Thumbscrew
Now, people know what this contraption is? These are thumb screws. Thumbscrews are basically an instrument of torture.
They would be used on a slave ship in the aftermath, especially of an uprising, and insurrection in which the ring leaders would have their thumbs placed under the metal loops, the key turned producing a kind of pain that is almost indescribable from what I can learn of it.
Leaving a man in that condition for hours if not days and after which the thumb might have to be amputated. In his parliamentary testimony, John Newton said, “I have known slave ship captains to use thumbscrews that produce the most excruciating pain among the enslaved”.
I dare say he did know it because he himself had used them as he describes in his journal, and moreover folks, he used them on children on one occasion because he thought they had passed tools to the men through the gratings which they then used to get out of their irons and to try to rise up and capture the ship. (Talk given by Marcus Rediker in November 2007 at Merseyside Maritime Museum, Liverpool Museum)

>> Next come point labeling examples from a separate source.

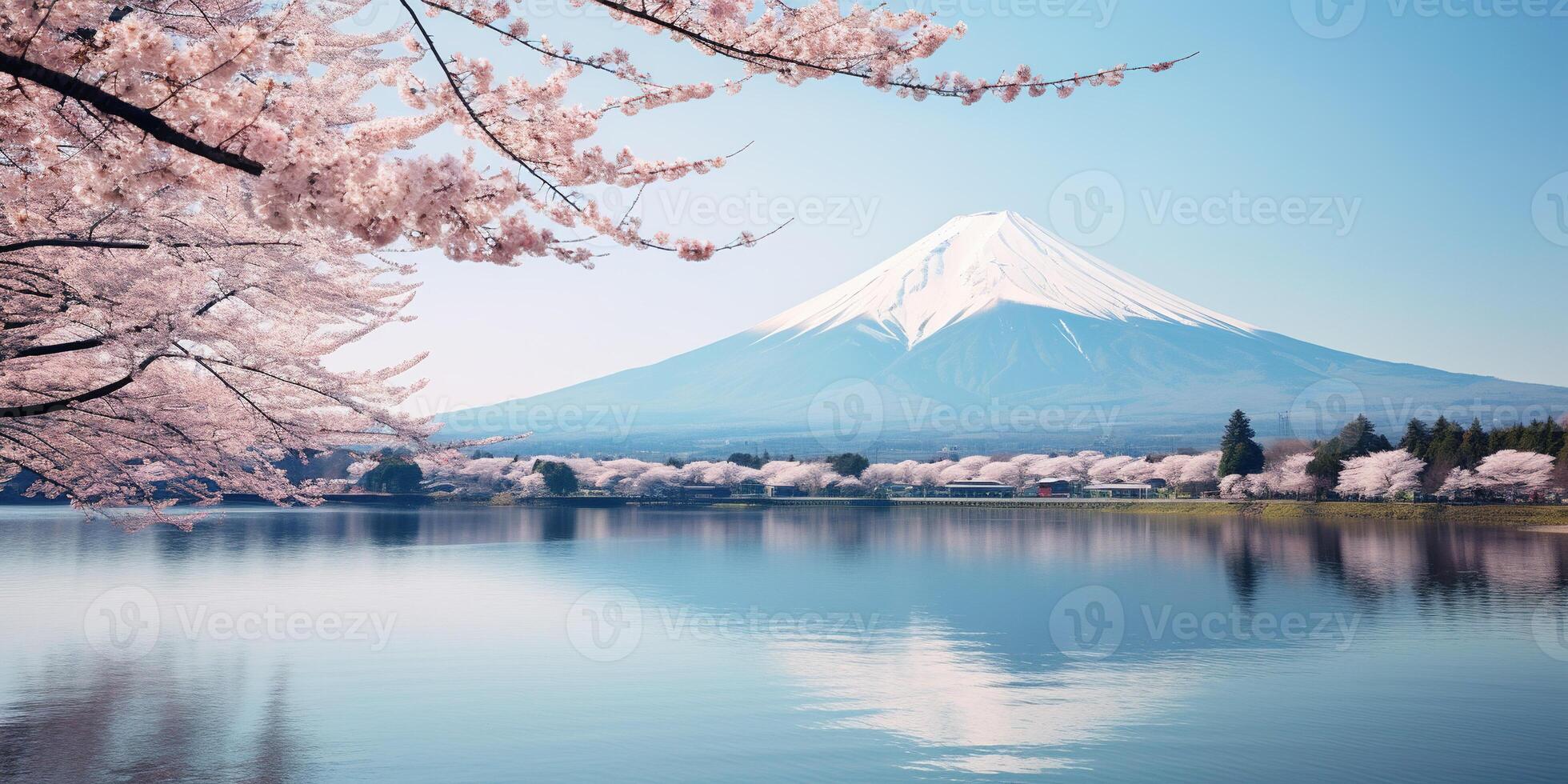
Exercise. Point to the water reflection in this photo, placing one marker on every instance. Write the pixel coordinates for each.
(78, 718)
(957, 678)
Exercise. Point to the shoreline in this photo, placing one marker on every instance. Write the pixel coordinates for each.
(1264, 510)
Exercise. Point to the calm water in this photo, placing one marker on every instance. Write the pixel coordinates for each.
(822, 645)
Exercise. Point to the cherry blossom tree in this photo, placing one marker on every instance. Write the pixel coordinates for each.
(1515, 474)
(1285, 477)
(1200, 470)
(199, 204)
(1233, 486)
(1380, 474)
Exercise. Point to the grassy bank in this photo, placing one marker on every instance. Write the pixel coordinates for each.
(1487, 513)
(1288, 510)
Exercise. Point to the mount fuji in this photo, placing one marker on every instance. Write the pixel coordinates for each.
(993, 331)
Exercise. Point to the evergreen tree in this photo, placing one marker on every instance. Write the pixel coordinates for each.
(1239, 454)
(1551, 439)
(558, 477)
(392, 474)
(1355, 439)
(849, 465)
(1474, 446)
(1416, 438)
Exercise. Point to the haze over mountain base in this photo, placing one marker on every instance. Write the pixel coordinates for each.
(993, 333)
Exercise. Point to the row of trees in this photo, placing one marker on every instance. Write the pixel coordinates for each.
(1355, 463)
(198, 201)
(847, 474)
(1443, 460)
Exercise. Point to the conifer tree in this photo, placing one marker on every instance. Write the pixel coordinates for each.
(1239, 454)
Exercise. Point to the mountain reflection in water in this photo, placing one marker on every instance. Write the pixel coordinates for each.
(783, 645)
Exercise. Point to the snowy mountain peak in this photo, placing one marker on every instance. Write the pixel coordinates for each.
(976, 262)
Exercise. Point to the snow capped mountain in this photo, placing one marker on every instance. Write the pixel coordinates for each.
(976, 262)
(994, 333)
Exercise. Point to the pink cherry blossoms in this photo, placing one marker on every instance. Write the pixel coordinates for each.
(199, 204)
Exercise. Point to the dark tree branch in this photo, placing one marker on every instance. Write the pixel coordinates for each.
(137, 117)
(718, 47)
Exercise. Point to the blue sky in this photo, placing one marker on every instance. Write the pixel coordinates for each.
(1435, 126)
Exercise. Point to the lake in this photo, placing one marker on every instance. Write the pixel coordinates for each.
(778, 645)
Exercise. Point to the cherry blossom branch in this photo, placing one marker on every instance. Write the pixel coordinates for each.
(137, 117)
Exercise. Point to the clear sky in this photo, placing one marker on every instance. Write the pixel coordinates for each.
(1399, 157)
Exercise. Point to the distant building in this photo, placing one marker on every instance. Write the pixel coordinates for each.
(1120, 490)
(702, 491)
(979, 490)
(1056, 488)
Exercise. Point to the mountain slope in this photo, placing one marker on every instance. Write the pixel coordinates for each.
(991, 330)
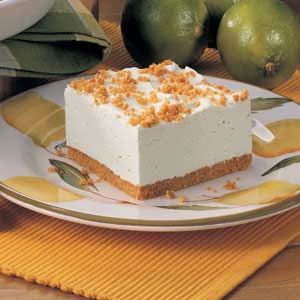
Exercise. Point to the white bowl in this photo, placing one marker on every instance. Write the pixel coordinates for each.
(18, 15)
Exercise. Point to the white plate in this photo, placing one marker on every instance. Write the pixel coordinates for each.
(18, 15)
(26, 181)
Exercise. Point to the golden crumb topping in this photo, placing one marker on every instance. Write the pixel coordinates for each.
(160, 93)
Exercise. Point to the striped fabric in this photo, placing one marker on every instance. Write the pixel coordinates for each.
(118, 265)
(68, 40)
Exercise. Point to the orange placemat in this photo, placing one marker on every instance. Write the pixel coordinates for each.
(118, 265)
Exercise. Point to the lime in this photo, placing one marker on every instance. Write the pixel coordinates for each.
(155, 30)
(258, 42)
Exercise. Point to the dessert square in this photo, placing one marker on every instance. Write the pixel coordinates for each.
(147, 131)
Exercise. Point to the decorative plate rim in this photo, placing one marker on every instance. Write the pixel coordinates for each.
(229, 220)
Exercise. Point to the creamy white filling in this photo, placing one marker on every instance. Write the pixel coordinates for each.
(146, 155)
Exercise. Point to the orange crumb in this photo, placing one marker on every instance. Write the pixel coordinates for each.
(236, 97)
(211, 189)
(122, 88)
(98, 180)
(170, 194)
(52, 169)
(244, 95)
(223, 100)
(230, 185)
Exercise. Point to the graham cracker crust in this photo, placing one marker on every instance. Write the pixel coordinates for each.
(160, 187)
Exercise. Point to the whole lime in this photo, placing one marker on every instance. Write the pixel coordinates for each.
(258, 42)
(216, 10)
(155, 30)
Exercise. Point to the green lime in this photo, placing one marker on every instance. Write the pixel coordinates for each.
(155, 30)
(258, 42)
(216, 9)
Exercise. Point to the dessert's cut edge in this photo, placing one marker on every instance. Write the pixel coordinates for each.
(160, 187)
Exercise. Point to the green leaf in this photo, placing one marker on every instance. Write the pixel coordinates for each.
(71, 175)
(193, 207)
(61, 146)
(282, 164)
(258, 104)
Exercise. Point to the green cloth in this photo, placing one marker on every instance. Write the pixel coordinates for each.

The thumbscrews or pilliwinks is a torture instrument which was first used in medieval Europe. It is a simple vice, sometimes with protruding studs on the interior surfaces. The victim's thumbs or fingers were placed in the vice and slowly crushed. The thumbscrew was also applied to crush prisoners' big toes. The crushing bars were sometimes lined with sharp metal points to puncture the nails and inflict greater pain in the nail beds. Larger, heavier devices based on the same design principle were applied to crush knees and elbows.